Historical population
| Census | Pop. | Note | %± |
| 1990 | 6,542 |  | — |
| 2000 | 7,757 |  | 18.6% |
| 2010 | 8,517 |  | 9.8% |
| 2020 | 9,188 |  | 7.9% |
U.S. Decennial Census

===2020 census===
As of the 2020 census, Temperance had a population of 9,188. The median age was 43.8 years. 20.4% of residents were under the age of 18 and 21.6% of residents were 65 years of age or older. For every 100 females there were 97.5 males, and for every 100 females age 18 and over there were 95.2 males age 18 and over.

100.0% of residents lived in urban areas, while 0.0% lived in rural areas.

There were 3,806 households in Temperance, of which 27.5% had children under the age of 18 living in them. Of all households, 53.7% were married-couple households, 15.9% were households with a male householder and no spouse or partner present, and 23.8% were households with a female householder and no spouse or partner present. About 27.8% of all households were made up of individuals and 14.2% had someone living alone who was 65 years of age or older.

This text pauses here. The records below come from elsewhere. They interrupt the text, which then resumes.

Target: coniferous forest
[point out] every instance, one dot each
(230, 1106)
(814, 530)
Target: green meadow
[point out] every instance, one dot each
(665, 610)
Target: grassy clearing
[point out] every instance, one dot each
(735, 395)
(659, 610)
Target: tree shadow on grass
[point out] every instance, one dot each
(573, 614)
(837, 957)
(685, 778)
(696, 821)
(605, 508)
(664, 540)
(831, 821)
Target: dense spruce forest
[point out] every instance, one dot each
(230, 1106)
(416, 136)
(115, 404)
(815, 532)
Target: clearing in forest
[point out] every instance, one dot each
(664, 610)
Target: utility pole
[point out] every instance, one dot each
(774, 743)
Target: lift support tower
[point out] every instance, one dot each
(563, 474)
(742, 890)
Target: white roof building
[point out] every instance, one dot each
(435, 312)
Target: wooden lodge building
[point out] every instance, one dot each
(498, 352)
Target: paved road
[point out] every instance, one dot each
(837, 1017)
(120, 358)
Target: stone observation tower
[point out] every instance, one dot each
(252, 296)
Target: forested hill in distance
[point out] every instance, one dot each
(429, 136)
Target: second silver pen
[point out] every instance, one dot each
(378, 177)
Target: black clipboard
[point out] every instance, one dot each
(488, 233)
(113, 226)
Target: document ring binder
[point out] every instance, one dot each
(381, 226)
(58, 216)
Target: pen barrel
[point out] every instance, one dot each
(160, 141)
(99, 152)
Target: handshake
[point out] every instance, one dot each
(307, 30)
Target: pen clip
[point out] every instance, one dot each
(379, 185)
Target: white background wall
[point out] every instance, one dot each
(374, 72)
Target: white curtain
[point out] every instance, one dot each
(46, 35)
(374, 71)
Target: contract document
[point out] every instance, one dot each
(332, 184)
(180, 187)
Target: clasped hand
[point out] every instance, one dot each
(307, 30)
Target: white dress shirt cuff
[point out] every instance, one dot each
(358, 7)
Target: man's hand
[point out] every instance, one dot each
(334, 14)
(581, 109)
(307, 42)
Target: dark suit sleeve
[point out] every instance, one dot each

There were 3,953 housing units, of which 3.7% were vacant. The homeowner vacancy rate was 0.8% and the rental vacancy rate was 5.2%.

Racial composition as of the 2020 census
| Race | Number | Percent |
|---|---|---|
| White | 8,427 | 91.7% |
| Black or African American | 76 | 0.8% |
| American Indian and Alaska Native | 15 | 0.2% |
| Asian | 70 | 0.8% |
| Native Hawaiian and Other Pacific Islander | 2 | 0.0% |
| Some other race | 98 | 1.1% |
| Two or more races | 500 | 5.4% |
| Hispanic or Latino (of any race) | 353 | 3.8% |

===2000 census===
As of the census of 2000, there were 7,757 people, 2,857 households, and 2,177 families residing in the CDP. The population density was 1,688.0 PD/sqmi. There were 2,953 housing units at an average density of 642.6 /sqmi. The racial makeup of the CDP was 98.10% White, 0.19% African American, 0.14% Native American, 0.53% Asian, 0.01% Pacific Islander, 0.40% from other races, and 0.62% from two or more races. Hispanic or Latino of any race were 1.93% of the population.

There were 2,857 households, out of which 37.0% had children under the age of 18 living with them, 65.3% were married couples living together, 8.3% had a female householder with no husband present, and 23.8% were non-families. 20.2% of all households were made up of individuals, and 8.9% had someone living alone who was 65 years of age or older. The average household size was 2.68 and the average family size was 3.11.

In the CDP, the population was spread out, with 27.3% under the age of 18, 6.1% from 18 to 24, 29.2% from 25 to 44, 25.3% from 45 to 64, and 12.0% who were 65 years of age or older. The median age was 38 years. For every 100 females, there were 96.7 males. For every 100 females age 18 and over, there were 91.3 males.

The median income for a household in the CDP was $61,090, and the median income for a family was $70,230. Males had a median income of $51,182 versus $30,233 for females. The per capita income for the CDP was $24,237. About 2.3% of families and 3.6% of the population were below the poverty line, including 3.7% of those under age 18 and 2.9% of those age 65 or over.
==Notable people==

- Harry Bidwell Ansted, pastor and educator
- Marty Huff, former NFL linebacker
- Bob Loga, stock car driver
- John Marcum, racing driver
- Norm Shinkle, former member of the Michigan Senate
- Joey Wiemer, professional baseball player
- Angela Yeo, professional bodybuilder

==Education==
St. Anthony School of the Roman Catholic Archdiocese of Detroit was in Temperance. It opened in 1944.